Future iterations will offer private deployments and respect existing role-level security settings. The idea is to let companies reap AI’s benefits without compromising on privacy or compliance. 

The Future of AI-Powered BI 

Looking ahead, AI is on track to become as commonplace in BI as spreadsheets are today. Our panelists highlighted three trends shaping the future: 

  1. Dual Approach: Specialized and Integrated Tools 

Specialized AI solutions will handle niche tasks, while large ERP and BI systems embed AI directly into their platforms. Users might soon interact with data conversationally instead of navigating complex dashboards. 

  1. AI Agents: 

Rather than relying on predefined rules, AI agents will understand intent, provide context-driven insights, and reduce the need for constant human intervention. This frees professionals to focus on strategic thinking rather than data wrangling. 

  1. Contextualized and Personalized Insights: 

Future BI will blend diverse data sources, organizational knowledge, and user preferences to produce tailored analyses. Decision-makers will get insights that align with their strategic goals, delivered in real-time, without manual setup. 

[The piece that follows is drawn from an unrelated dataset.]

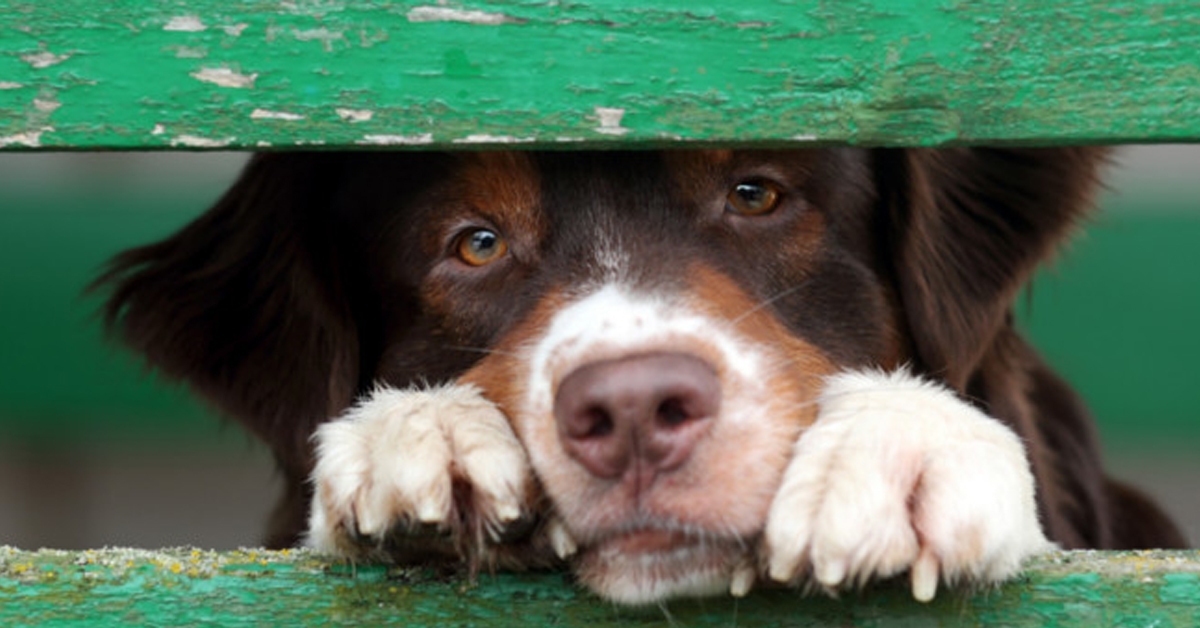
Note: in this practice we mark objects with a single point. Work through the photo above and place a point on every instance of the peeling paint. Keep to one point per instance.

Conclusion: A Collaborative Future 

As AI matures, the best outcomes will come from human-AI collaboration. Professionals will leverage AI to handle grunt work — creating dashboards, summarizing trends, and highlighting anomalies — while they interpret findings, guide strategy, and bring the human perspective. 

For organizations ready to move beyond traditional BI roadblocks, today’s AI tools offer a glimpse of a more agile, accessible data future. The key is to balance optimism with caution, choose the right tools for your needs, and remain open to the evolving landscape. If done thoughtfully, AI’s role in BI won’t just be about saving time — it will be about unlocking smarter, more informed decision-making at every level.